The Bank of England (“BoE”) has announced a comprehensive and timely package of measures to help UK businesses and households bridge across the economic disruption that is likely to be associated with Covid-19. It is hoped that these measures will help to keep firms in business and people in jobs and help prevent a temporary disruption from causing longer-lasting economic harm.
Following the spread of Covid-19, risky asset and commodity prices have fallen sharply, and government bond yields reached all-time lows, consistent with a marked deterioration in risk appetite and in the outlooks for global and UK growth.
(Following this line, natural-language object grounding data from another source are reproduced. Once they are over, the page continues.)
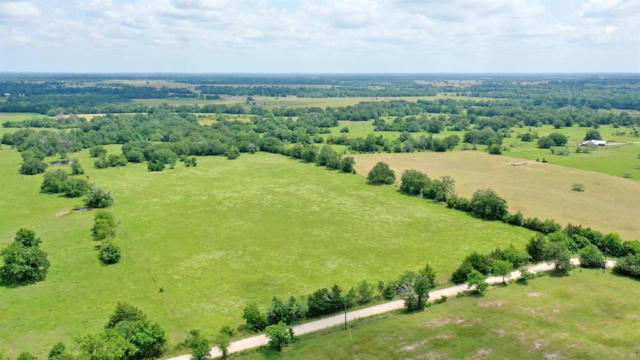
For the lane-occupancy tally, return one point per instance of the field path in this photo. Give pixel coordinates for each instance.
(336, 320)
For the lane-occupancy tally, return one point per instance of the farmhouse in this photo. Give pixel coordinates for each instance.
(594, 143)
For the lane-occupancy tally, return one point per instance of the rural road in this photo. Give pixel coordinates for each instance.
(316, 325)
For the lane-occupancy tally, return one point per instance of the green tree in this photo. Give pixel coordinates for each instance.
(486, 204)
(381, 174)
(591, 256)
(414, 182)
(279, 336)
(476, 280)
(75, 187)
(76, 168)
(109, 253)
(502, 268)
(98, 198)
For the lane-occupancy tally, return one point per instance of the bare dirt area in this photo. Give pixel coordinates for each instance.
(608, 204)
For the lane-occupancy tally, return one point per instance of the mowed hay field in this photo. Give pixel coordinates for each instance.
(216, 237)
(608, 204)
(587, 315)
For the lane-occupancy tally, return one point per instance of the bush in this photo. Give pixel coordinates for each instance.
(76, 168)
(495, 149)
(591, 256)
(75, 187)
(347, 165)
(629, 266)
(279, 336)
(109, 253)
(577, 187)
(98, 198)
(593, 134)
(256, 321)
(32, 166)
(381, 174)
(155, 165)
(52, 181)
(414, 182)
(486, 204)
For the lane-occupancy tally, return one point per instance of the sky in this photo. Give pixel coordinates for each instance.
(332, 36)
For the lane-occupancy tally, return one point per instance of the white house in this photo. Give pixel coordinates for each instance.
(594, 143)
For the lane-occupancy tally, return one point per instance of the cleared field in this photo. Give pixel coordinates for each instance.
(609, 204)
(293, 101)
(216, 237)
(587, 315)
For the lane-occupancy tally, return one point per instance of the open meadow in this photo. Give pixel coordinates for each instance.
(537, 189)
(200, 243)
(586, 315)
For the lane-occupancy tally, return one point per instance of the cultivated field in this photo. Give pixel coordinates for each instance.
(216, 237)
(609, 204)
(587, 315)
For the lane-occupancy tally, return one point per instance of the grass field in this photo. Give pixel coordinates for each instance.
(587, 315)
(609, 204)
(293, 101)
(216, 237)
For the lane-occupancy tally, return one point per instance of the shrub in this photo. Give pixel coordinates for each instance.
(155, 165)
(593, 134)
(98, 151)
(414, 182)
(75, 187)
(76, 168)
(495, 149)
(52, 181)
(279, 336)
(98, 198)
(591, 256)
(256, 321)
(109, 253)
(32, 166)
(577, 187)
(486, 204)
(381, 174)
(629, 266)
(347, 165)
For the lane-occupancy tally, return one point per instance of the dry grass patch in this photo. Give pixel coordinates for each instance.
(608, 204)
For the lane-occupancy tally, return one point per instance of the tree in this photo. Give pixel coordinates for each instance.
(23, 261)
(536, 248)
(52, 181)
(232, 153)
(593, 134)
(98, 151)
(502, 268)
(27, 238)
(75, 187)
(76, 168)
(155, 165)
(32, 166)
(591, 256)
(347, 165)
(279, 336)
(488, 205)
(414, 289)
(104, 226)
(475, 280)
(98, 198)
(381, 174)
(559, 254)
(414, 182)
(254, 318)
(109, 253)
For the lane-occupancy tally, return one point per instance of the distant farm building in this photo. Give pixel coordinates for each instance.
(594, 143)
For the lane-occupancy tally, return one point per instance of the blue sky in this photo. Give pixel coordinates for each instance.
(425, 36)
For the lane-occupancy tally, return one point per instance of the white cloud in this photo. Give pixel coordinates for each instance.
(18, 9)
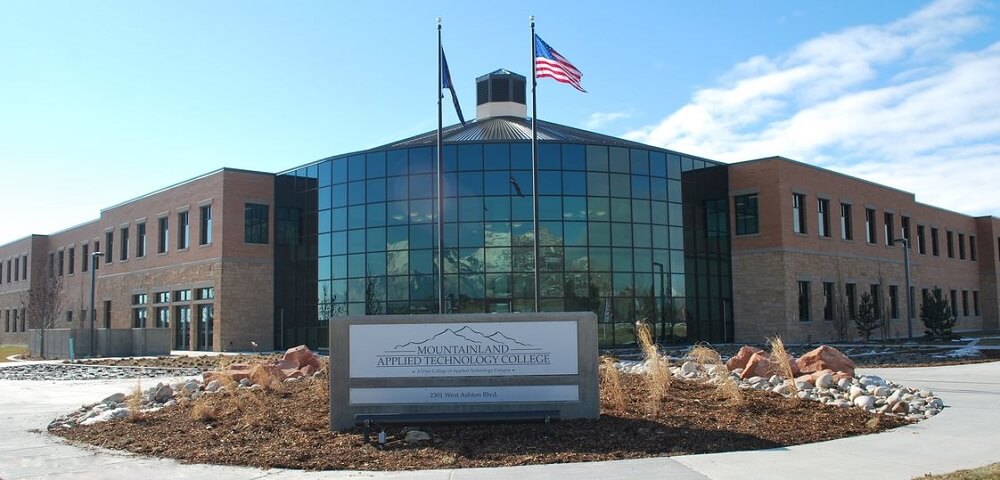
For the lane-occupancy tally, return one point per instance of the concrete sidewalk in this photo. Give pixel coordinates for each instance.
(962, 436)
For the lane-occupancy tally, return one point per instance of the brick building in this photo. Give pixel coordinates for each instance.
(806, 239)
(184, 257)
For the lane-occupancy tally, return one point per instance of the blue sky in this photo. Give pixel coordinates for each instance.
(104, 101)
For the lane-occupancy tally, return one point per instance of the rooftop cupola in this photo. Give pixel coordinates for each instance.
(500, 94)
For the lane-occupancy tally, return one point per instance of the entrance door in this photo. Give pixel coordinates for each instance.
(182, 328)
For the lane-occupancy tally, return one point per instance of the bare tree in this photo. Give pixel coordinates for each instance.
(47, 305)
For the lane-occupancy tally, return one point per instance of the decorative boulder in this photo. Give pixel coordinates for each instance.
(825, 357)
(741, 358)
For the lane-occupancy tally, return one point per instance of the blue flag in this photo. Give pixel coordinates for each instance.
(446, 83)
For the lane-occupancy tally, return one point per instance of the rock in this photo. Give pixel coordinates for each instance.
(825, 357)
(864, 401)
(114, 398)
(739, 361)
(416, 436)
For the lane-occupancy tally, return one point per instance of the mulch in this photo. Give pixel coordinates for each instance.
(287, 427)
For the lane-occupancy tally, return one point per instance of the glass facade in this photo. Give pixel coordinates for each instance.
(627, 233)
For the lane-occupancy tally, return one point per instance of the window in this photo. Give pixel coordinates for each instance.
(109, 242)
(205, 232)
(846, 231)
(893, 301)
(803, 301)
(798, 213)
(140, 240)
(828, 299)
(890, 230)
(255, 223)
(163, 235)
(124, 238)
(851, 292)
(823, 217)
(183, 231)
(747, 215)
(870, 225)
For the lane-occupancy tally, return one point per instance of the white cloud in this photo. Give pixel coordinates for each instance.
(898, 104)
(600, 119)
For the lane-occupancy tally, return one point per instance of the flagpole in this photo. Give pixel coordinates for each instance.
(440, 188)
(534, 172)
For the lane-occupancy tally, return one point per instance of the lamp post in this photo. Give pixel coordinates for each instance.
(663, 322)
(93, 269)
(909, 299)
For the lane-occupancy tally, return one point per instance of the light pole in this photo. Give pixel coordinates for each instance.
(93, 270)
(909, 299)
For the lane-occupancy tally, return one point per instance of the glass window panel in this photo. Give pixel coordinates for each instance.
(375, 164)
(597, 183)
(549, 183)
(496, 156)
(575, 233)
(550, 208)
(597, 159)
(338, 194)
(573, 157)
(497, 183)
(422, 236)
(549, 156)
(470, 183)
(498, 260)
(498, 234)
(375, 239)
(421, 186)
(496, 208)
(397, 262)
(470, 209)
(421, 211)
(470, 157)
(600, 259)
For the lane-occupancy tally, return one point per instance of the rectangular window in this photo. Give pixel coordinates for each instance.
(205, 231)
(747, 215)
(109, 243)
(803, 301)
(823, 217)
(124, 239)
(183, 231)
(798, 213)
(921, 245)
(255, 223)
(846, 230)
(893, 301)
(140, 240)
(851, 292)
(870, 225)
(954, 303)
(828, 300)
(890, 230)
(163, 236)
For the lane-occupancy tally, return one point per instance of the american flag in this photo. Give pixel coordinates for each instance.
(549, 63)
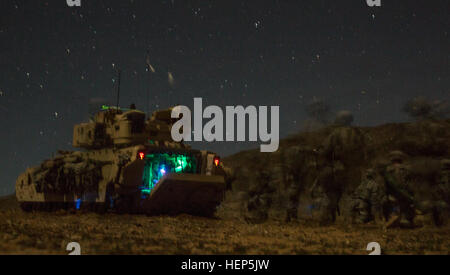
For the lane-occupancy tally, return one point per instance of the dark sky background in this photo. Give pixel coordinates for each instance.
(55, 59)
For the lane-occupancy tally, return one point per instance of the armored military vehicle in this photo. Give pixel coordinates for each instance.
(127, 164)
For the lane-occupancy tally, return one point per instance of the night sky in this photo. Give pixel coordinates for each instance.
(56, 59)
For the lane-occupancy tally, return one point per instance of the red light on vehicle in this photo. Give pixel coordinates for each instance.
(141, 155)
(216, 161)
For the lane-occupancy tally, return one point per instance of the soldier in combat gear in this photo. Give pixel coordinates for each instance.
(260, 193)
(327, 192)
(400, 196)
(369, 199)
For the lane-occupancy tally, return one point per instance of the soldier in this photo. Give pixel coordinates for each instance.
(400, 196)
(260, 192)
(369, 198)
(441, 194)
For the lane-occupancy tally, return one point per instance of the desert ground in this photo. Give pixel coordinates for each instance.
(50, 232)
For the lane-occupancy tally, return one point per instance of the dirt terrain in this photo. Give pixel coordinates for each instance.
(49, 233)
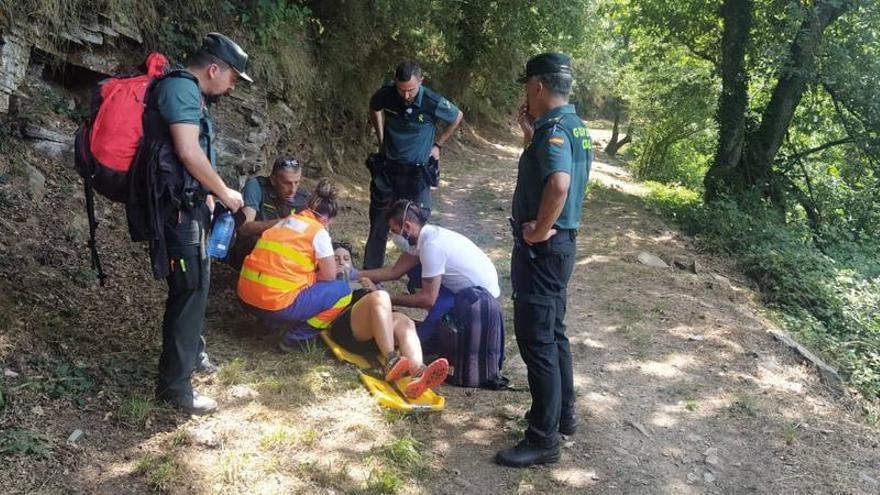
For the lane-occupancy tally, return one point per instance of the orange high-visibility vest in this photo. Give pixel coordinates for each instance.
(282, 264)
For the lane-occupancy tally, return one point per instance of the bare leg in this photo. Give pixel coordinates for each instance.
(408, 340)
(371, 320)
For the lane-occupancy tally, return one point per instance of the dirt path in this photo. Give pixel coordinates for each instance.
(680, 388)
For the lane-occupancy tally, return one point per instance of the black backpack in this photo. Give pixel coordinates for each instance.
(472, 339)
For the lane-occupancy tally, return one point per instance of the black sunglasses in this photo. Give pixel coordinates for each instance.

The BoE acknowledged that although the magnitude of the economic shock from Covid-19 is highly uncertain, activity is likely to weaken materially in the United Kingdom over the coming months. Temporary, but significant, disruptions to supply chains and weaker activity could challenge cash flows and increase demand for short-term credit from households and for working capital from companies. Such issues are likely to be most acute for smaller businesses. This economic shock will affect both demand and supply in the economy. In response, the BoE has issued the following measures:
- Reduced the Bank Rate by 50 points to 0.25%. Over the next 12 months the BoE will also offer four-year funding at interest rates at (or very close to) the Bank Rate. Additional funding will be available for banks that increase lending, especially to SMEs.
- Reduced the UK countercyclical capital buffer rate to 0% of banks’ exposures to UK borrowers with immediate effect. The rate had been 1% and had been due to reach 2% by December 2020. It expects to maintain the 0% rate for at least 12 months, so that any subsequent increase would not take effect until March 2022 at the earliest. The release of the countercyclical capital buffer will support up to £190 billion of bank lending to businesses. That is equivalent to 13 times banks’ net lending to businesses in 2019.
- The PRA has set out its supervisory expectation that banks should not increase dividends or other distributions, such as bonuses, in response to these policy actions.